= Denys Kireyev =

Ukrainian banker and intelligence officer (1977–2022)

Denys Kireyev (Денис Борисович Кірєєв; 1 January 1977 – 5 March 2022) was a Ukrainian banker and intelligence officer.

On 23 February 2022, Kireyev obtained information that Antonov Airport would be the site of the main attack of the 2022 Russian invasion of Ukraine, which allowed Ukraine to repel the initial assault on the airport and damage it heavily enough that it could not be used by Russia. Following the invasion on 24 February, he joined the 28 February peace negotiations in Gomel, Belarus. He was killed a week later by the Security Service of Ukraine (SBU). Kireyev was supposed to participate in the next round of peace talks in Belarus on March 3.

According to Kyrylo Budanov, chief of the Main Directorate of Intelligence of the Ministry of Defense of Ukraine (GUR), if it was not for the information given by Kireyev, Kyiv would have probably fallen.

== Banking career ==

In 2010–2014, he was First Deputy Chairman of the Board of Oschadbank, and prior to that he was a member of the supervisory board of Ukreximbank. He also worked for Citibank, Credit Lyonnais, ING Group, and Rabobank.

== Death ==
Kireyev died on 5 March 2022. According to preliminary reports in Russian and Ukrainian media, he was suspected of working as a double agent for Russia and was killed by the Security Service of Ukraine (SBU) that waited for him under his house and dispatched him with a shot to his head. According to these reports, he was suspected of treason, and the SBU held records of telephone conversations as evidence. The Ukrainian Ministry of Defence's Directorate of Intelligence subsequently confirmed Kireyev's death in a Facebook post, but asserted that he was an intelligence operative for Ukraine who died in the line of duty on a "special mission."
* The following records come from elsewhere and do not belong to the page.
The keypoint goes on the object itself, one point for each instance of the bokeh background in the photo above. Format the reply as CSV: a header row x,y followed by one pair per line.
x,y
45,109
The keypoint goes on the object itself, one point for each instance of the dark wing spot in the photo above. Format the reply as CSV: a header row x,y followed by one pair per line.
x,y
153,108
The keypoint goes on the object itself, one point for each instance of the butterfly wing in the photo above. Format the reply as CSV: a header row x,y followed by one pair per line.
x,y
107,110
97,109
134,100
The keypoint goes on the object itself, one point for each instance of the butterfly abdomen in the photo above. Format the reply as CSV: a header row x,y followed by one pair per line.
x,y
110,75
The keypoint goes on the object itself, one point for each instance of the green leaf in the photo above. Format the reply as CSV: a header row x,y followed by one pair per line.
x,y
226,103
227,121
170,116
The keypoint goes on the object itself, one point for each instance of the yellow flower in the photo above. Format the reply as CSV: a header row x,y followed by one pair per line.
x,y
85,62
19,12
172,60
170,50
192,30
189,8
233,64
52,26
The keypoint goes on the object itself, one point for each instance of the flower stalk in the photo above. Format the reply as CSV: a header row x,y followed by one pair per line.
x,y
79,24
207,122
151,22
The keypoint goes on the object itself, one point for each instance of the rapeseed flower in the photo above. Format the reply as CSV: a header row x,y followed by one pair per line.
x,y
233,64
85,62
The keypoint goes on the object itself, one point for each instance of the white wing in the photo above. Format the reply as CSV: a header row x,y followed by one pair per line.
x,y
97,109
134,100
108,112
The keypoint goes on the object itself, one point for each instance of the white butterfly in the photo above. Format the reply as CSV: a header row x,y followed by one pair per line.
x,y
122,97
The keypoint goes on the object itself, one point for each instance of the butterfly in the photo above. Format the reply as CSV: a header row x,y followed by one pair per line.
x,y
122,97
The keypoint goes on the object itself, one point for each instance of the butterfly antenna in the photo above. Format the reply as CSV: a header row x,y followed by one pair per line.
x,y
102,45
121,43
On 18 January 2023, Chief of the Main Directorate of Intelligence of Ukraine (GUR) Kyrylo Budanov stated that Kireyev was the one who, on 23 February 2022, warned the GUR of the Russian invasion of Ukraine. Ukrainian intelligence agencies decided to use Kireyev to obtain timely information during the Russian military buildup in September 2021 under the guise of military exercises Zapad 2021. The security forces took him to Kharkiv, from where he and another intelligence officer would enter the Russian Federation, and a few days later he would return and report to the GUR leadership. Thus, Kireyev warned the Ukrainian leadership about the Russian leadership's plans to attack Kyiv in January-February 2022, and a few hours before the Russian invasion, he described in detail the main location of the attack on the Antonov Airport in Hostomel. This intelligence provided several hours for the deployment of some amount of Ukrainian troops and helped to defend Kyiv at the beginning of the invasion. Budanov said that Kyiv most likely would have been occupied if not for Kireyev.

In January 2023, Zelenskyy's advisor Mykhailo Podolyak said that killing Kireyev by the SBU while he was in their custody was a tragic mistake possibly due to "poor coordination" between the GUR and the SBU.